Ana içeriğe atla

YAZARLIK ŞARAP GİBİDİR YAZDIKÇA OLGUNLAŞIRSINIZ!

"En büyük olgunluklar en büyük zorlukları aşarken gelir."
Doya Doya Yaşamak ilk yazdığım kitap olduğu için ve hastalığı bir an önce atlatmak amacıyla 40 gün gibi çok kısa bir sürede içinde yazdığım için, çok acemice yazılmış bir kitap oldu. Şimdi sahip olduğum yazma deneyimi ile aynı kitabı tekrar yazmış olsaydım, kesin olarak çok daha güzel bir kitap olurdu.

İNSAN HİÇ BİLMEDİĞİ BİR KONUDA YAZABİLİR Mİ?

Evet insan hiç bilmediği bir konuda kitap yazabilir. Ben Doya Doya Yaşamak (DDY) kitabını, “bu kitabın içerdiği hiç bir konuda hiç bir bilgim ve deneyimim olmadan” yazdım, hem de 40 gün gibi kısa bir süre içinde hasta hasta yazdım. Bu kitabı yayın evine bastırtmak için ise tam 3 ay uğraştım!

DDY kitabını NEDEN ve NASIL yazdığımı kitaptan alıntılar vererek bu yayının sonunda verdim, bakınız (*).

Grup arkadaşımız İbrahim Karakoç bey, bir paylaşım için şöyle bir yorum yapmış. "Soluksuz tekrar okudum, bir elektronik mühendisi insani davraniş bilim dallarinda bu kadar derin bilgiye sahip olup, bunlari nasil kirk yillik yazar gibi ustalikla yazabilir diye hayret ettim.

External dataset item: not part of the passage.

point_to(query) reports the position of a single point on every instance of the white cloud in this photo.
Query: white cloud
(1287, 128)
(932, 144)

Sizi geç tanidigima uzüldüm Necdet bey."

Herhangi bir konuda YAZABİLMEK İÇİN, o konuda MUTLAKA BİLİNÇ SAHİBİ OLMANIZ GEREKİR.

• Yani o konuda hem bilgi hem deneyim sahibi olmanız gerekir. (BİLİNÇ = BİLGİ + DENEYİM)

• Düşünce gücünü iyi kullanmanız gerekir.

• Herkesten farklı, tarafsız ve geniş açıdan düşünebilmeniz gerekir.

• Zihninizi, aklınızı ve mantığınızı iyi kullanmanız gerekir.

• Yeni ve özgün bilgiler (yaratıcı fikirler) üretebilmeniz gerekir.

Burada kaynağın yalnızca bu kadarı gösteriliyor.